Federal energy officials say there is little they can do to alleviate the effects of the coal strike, which now threatens to throw hundreds of thousands of people out of work in America's industrial heartland in the next few weeks.

Following a series of weekend meetings with federal, state and utility officials, energy Under Secretary John F. O'Leary said yesterday if the strike goes on much longer, that despite government efforts it "will have a major impact on umemployment and industrial activity in the ninestate region dependent on union coal."

Ohio, Pennsylvania and Indiana so far face the most serious problems.

Sen. John Glenn (D-Ohio) said over the weekend that from 500,000 to 700,000 workers could be forced off their jobs in Ohio over the next two or three weeks because of the strike. "We have a lot of desperate people out there in Ohio, and I'm not sure this has come across yet," Glenn said. Last year Ohio was severely affected by crippling natural gas shortage and the record winter cold snap.
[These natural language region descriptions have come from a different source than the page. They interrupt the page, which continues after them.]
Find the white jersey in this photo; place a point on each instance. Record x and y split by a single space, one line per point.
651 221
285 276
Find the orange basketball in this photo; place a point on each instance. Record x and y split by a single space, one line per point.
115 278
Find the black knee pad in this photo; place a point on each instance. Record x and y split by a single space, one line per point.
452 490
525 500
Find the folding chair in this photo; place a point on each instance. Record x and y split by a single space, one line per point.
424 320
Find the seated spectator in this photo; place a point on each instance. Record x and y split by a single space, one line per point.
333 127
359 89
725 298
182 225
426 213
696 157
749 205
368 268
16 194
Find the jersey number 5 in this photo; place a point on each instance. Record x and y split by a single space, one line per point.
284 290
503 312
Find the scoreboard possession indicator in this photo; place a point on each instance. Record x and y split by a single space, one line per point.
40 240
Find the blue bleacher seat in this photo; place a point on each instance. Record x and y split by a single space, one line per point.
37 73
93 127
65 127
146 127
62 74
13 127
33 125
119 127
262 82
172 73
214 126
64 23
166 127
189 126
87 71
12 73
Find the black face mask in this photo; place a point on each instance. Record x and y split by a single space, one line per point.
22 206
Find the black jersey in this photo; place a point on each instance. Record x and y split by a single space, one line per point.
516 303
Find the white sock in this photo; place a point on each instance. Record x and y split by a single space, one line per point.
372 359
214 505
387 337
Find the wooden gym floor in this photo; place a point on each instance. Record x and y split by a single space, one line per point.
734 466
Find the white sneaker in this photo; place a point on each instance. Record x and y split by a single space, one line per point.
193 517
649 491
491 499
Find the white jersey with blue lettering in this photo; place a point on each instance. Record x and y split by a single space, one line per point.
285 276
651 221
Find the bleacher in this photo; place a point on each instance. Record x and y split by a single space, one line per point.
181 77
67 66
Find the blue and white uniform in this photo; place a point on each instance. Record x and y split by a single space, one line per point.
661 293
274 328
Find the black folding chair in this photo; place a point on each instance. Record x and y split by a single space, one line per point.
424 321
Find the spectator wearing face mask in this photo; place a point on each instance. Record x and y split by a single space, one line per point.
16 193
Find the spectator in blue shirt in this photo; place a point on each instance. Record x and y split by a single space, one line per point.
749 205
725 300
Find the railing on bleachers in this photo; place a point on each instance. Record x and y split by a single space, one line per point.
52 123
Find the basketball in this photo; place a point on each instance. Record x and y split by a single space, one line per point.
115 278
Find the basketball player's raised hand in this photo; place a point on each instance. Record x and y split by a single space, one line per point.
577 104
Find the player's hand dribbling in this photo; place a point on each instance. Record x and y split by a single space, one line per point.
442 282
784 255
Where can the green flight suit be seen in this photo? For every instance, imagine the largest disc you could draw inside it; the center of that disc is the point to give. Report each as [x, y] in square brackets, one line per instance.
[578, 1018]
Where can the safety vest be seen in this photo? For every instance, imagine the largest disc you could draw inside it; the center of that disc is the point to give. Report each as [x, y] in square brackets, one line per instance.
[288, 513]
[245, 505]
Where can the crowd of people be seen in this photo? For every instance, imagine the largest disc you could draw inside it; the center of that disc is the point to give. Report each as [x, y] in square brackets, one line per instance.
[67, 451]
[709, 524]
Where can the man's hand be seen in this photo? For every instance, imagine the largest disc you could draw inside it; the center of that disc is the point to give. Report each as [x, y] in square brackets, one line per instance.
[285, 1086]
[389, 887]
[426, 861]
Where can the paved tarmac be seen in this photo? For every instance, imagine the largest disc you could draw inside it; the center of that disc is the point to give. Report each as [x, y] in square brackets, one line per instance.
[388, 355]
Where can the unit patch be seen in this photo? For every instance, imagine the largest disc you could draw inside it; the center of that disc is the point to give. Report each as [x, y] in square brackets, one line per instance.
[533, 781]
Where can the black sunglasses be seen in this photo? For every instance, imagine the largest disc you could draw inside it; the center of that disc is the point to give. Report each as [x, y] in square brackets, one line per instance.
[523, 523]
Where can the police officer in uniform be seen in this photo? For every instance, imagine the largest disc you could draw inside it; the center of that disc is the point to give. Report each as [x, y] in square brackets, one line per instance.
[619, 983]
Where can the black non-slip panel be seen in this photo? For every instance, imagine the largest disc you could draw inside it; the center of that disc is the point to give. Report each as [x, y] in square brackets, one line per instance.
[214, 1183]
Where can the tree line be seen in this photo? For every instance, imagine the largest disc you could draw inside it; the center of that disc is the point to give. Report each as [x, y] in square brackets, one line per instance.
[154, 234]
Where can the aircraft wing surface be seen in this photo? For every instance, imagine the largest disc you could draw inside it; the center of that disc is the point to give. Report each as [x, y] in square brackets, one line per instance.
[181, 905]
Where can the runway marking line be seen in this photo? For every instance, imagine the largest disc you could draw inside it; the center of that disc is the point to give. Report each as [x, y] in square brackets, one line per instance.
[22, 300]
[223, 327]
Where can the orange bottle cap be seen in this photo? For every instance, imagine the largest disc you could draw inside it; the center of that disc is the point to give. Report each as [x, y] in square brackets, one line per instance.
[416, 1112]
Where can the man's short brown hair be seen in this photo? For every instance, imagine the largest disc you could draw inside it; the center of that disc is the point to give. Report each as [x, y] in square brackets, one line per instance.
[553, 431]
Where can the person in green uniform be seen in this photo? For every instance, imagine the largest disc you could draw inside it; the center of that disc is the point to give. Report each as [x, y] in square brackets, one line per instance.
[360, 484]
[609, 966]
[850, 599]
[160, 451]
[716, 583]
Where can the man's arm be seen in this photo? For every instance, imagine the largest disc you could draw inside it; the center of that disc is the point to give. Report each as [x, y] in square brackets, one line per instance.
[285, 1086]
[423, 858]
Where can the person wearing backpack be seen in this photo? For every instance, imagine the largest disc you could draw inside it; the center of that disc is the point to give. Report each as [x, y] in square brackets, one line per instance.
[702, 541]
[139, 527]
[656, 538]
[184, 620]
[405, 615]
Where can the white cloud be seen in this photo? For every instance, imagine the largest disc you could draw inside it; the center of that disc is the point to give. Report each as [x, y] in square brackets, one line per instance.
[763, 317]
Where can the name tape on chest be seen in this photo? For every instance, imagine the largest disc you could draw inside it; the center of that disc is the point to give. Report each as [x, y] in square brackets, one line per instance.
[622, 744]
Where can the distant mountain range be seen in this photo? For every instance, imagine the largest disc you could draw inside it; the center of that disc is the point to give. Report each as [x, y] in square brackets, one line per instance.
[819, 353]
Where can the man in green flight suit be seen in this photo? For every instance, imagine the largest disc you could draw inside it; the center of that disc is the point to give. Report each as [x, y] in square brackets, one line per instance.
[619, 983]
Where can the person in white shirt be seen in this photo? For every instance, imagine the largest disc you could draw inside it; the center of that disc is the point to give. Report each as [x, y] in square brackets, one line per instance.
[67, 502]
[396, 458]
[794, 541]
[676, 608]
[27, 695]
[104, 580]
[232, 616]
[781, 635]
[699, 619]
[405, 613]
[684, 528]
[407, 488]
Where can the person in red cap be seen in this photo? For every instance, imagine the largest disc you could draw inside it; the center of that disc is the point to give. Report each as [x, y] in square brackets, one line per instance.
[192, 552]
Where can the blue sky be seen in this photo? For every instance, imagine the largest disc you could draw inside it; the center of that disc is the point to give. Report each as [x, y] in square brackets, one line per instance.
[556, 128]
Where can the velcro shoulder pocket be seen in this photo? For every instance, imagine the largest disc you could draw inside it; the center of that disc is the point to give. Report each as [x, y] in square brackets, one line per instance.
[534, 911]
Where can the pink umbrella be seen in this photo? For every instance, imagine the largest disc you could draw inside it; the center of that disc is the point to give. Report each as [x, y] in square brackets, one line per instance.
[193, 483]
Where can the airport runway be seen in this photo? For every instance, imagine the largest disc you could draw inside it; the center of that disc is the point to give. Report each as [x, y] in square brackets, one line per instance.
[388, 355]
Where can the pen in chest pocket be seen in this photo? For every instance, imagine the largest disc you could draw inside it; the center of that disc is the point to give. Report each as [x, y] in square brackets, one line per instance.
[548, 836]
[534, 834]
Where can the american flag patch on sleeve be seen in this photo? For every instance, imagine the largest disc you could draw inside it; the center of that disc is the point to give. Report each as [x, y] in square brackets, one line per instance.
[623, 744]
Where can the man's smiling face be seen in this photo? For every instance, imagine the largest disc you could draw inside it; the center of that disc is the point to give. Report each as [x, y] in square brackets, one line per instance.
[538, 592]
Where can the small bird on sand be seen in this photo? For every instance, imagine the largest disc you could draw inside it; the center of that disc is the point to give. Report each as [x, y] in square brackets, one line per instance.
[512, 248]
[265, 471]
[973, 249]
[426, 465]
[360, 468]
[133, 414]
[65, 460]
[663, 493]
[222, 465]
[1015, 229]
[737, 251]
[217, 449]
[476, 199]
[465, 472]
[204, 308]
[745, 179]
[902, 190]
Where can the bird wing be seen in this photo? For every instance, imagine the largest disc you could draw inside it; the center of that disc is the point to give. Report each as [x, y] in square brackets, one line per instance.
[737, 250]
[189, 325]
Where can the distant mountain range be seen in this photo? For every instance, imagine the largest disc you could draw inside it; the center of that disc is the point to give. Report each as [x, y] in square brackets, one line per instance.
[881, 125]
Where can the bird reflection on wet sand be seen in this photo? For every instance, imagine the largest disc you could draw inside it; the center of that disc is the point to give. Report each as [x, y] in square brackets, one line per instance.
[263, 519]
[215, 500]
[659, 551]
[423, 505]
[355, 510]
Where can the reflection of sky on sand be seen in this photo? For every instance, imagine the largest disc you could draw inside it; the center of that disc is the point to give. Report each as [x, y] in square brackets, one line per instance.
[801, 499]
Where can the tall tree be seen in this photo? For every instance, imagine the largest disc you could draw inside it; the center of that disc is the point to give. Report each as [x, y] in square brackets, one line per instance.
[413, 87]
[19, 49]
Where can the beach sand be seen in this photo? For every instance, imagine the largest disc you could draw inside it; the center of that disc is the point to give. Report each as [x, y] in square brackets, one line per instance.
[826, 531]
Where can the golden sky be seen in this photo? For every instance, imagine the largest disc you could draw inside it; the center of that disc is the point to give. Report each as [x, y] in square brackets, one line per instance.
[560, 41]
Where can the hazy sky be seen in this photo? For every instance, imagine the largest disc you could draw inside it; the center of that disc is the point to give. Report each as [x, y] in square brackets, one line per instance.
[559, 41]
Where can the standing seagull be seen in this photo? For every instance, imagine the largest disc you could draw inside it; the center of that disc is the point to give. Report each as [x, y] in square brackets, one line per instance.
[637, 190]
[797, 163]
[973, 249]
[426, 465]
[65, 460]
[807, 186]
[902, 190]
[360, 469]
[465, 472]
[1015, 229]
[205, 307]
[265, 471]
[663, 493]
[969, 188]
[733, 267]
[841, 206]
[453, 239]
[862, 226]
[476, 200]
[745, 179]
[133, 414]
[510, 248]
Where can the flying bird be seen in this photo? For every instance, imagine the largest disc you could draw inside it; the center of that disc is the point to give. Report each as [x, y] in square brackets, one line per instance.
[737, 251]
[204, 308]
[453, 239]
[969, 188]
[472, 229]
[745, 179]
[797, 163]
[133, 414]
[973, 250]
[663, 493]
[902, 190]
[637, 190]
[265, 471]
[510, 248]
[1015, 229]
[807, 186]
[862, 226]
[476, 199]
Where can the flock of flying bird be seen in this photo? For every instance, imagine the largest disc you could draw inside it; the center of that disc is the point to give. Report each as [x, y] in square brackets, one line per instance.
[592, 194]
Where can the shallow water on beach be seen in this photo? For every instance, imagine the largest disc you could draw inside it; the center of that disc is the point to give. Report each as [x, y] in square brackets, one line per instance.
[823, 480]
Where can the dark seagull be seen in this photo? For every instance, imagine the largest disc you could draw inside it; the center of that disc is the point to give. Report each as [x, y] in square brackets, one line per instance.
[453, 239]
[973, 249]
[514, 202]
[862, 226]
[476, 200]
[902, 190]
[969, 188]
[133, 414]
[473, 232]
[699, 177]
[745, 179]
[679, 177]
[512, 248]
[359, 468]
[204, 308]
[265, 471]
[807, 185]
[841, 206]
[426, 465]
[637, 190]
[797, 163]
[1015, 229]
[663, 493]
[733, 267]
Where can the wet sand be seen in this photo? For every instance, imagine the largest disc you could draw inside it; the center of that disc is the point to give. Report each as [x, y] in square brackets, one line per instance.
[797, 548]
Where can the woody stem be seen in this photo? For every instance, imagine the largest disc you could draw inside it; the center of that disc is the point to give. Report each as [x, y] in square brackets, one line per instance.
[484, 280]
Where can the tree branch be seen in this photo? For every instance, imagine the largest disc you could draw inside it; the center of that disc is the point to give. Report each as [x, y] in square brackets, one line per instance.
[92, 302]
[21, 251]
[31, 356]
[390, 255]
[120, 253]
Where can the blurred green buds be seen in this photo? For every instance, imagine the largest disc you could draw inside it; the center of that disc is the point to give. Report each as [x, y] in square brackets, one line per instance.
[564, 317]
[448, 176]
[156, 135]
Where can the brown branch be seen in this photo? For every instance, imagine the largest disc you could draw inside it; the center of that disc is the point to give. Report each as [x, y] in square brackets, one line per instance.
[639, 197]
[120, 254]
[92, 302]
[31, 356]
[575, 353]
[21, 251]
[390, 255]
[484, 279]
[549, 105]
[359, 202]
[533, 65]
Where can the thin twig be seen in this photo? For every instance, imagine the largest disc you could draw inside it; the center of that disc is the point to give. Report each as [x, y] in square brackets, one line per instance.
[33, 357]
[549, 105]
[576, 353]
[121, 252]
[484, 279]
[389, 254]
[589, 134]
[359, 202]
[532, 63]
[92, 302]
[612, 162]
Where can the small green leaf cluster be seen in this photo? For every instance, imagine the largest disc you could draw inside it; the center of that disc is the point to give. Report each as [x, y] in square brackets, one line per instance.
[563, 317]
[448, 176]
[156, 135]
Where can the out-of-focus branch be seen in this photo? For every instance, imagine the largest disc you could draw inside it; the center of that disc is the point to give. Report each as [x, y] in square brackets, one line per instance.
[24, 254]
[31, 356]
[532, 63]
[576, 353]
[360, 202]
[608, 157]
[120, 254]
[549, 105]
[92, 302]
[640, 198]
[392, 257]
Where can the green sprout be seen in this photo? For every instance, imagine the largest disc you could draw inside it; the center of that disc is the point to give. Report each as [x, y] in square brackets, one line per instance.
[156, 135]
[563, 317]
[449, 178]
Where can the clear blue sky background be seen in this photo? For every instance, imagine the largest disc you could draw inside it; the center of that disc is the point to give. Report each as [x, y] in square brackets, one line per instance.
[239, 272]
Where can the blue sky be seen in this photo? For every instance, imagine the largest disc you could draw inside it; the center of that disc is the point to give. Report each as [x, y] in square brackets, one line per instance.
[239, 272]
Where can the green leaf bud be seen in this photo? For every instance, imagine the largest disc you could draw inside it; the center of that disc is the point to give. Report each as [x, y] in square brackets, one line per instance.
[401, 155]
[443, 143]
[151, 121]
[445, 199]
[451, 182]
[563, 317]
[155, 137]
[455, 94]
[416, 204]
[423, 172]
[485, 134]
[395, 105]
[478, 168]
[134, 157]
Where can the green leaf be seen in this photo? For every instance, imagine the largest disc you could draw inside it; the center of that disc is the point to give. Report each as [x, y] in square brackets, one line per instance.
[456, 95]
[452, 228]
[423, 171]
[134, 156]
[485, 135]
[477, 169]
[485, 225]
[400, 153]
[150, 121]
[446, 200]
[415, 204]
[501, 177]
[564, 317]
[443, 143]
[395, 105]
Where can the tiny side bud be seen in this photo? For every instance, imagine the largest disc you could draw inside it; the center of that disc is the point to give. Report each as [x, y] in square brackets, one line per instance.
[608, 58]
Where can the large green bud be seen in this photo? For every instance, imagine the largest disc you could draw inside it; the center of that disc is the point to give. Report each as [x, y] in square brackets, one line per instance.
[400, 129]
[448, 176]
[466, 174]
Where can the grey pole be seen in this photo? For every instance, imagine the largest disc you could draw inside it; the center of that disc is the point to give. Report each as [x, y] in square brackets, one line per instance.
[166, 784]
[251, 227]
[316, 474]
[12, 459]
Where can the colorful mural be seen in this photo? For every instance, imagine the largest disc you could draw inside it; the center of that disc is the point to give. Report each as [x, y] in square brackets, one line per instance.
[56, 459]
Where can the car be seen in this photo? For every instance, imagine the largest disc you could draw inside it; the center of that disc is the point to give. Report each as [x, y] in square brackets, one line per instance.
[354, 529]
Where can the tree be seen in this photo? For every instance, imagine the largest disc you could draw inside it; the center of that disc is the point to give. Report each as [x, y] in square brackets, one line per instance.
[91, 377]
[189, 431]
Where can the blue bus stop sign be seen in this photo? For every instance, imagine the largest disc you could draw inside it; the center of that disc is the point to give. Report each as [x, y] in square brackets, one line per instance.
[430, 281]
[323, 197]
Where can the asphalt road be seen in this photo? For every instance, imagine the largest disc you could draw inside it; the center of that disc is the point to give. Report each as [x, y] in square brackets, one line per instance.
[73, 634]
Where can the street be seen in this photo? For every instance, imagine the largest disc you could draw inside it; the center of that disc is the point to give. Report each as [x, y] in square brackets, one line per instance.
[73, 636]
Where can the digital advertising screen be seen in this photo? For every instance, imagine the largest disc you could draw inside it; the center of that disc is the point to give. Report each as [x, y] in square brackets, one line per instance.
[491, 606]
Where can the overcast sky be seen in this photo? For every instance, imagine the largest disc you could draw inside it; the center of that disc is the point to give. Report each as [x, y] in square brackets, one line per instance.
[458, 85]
Officials point to actions they can take, such as forcing the allocation of coal from one area to another, ordering utilities to share electricity, and helping states monitor coal stockpiles to help officials decide when they must order curtailments.

However, there are limitations to each of these steps.

"Coal allocation sounds delightful," O'Leary said of the Energy Department's standby plans to move coal from one utility plant to another, "but the problems of getting it from here to there are overwhelming."

Coal is not an interchangeable fuel such as oil or natural gas; utility boilers are designed to burn particular grades of coal, and what burns efficiently in one boiler may not in another. Most utilities have conveyor systems that will move coal in only one direction - onto the stockpile, not off.

Another problem, whether or not coal is moved from one plant to another, is that coal at the bottom of stockpile is wet mixed with dirt often partially oxidized. Thus it usually has a lower heat content.

David Bardin, head of DOE's coal strike task force, said utilities in Ohio, Pennsylvania and Indiana with between 26 and 50 days' supply face the greatest problems.

"Some of these utilities are going to be in mandatory power cutbacks to industrial customers one after another," he said, adding that the first curtailments will probably come within two weeks.

Once the strike is settled, DOE experts say, it will take three weeks before supplies are moving at normal rates from the mines into utility boilers. With a minimum of 10 days required before the United Mine Workers could ratify a new contract, and the talks deadlocked, at least some curtailments are nearly inevitable.

There are also problems with utilities' sharing power. While DOE can call on the Federal Energy Regulatory Commission to issue emergency orders to force such shifts, utilities with fuel lack the generating capacity to make up a massive shortage.

In addition, most Eastern utilities are operating at a high percentage of their capacity now because of the cold weather, and additional power would have to come from their least efficient generators. This makes the additional electricity very expensive, a cost that would have to be borne by the utility asking for it. Regulators in power-short states, therefore, have been reluctant to permit widespread sharing.

Finally, while state and federal officials have been working together to monitor declining coal stocks, the decision to order curtailments by industrial users must be made by state authorities - and so far they have not been willing to do so.

Last Friday Duquesne Power and Light Co. of Pittsburgh, which is now down to about a 25-day supply, asked the Pennsylvania Public Utility Commission to allow a 25 percent mandatory curtailment starting Tuesday. Gov. Milton J. Shapp, however, has not declared a state of emergency and the commission thus far has not approved the utility's request for curtailments.

Aside from Duquesne Power, DOE officials are closely watching Indiana Gas and Electric Co., which last Friday reported it had a 39-day supply, and Columbus and Southern Ohio Power Co., which has a 45-day supply, some of which is frozen.

O'Leary has dispatched federal power experts to Canton, Ohio, to monitor the power supply in the center of the region dependent on coal for 90 percent of its electrical power.

DOE has also cut back electrical power at a high energy physics test facility near Chicago, and is working with the Defense Department to cut back military use of electrical power in the northcentral region of the country.

"We will be seriously stretched if the strike continues much longer," O'Leary said, adding, "we are doing all we can."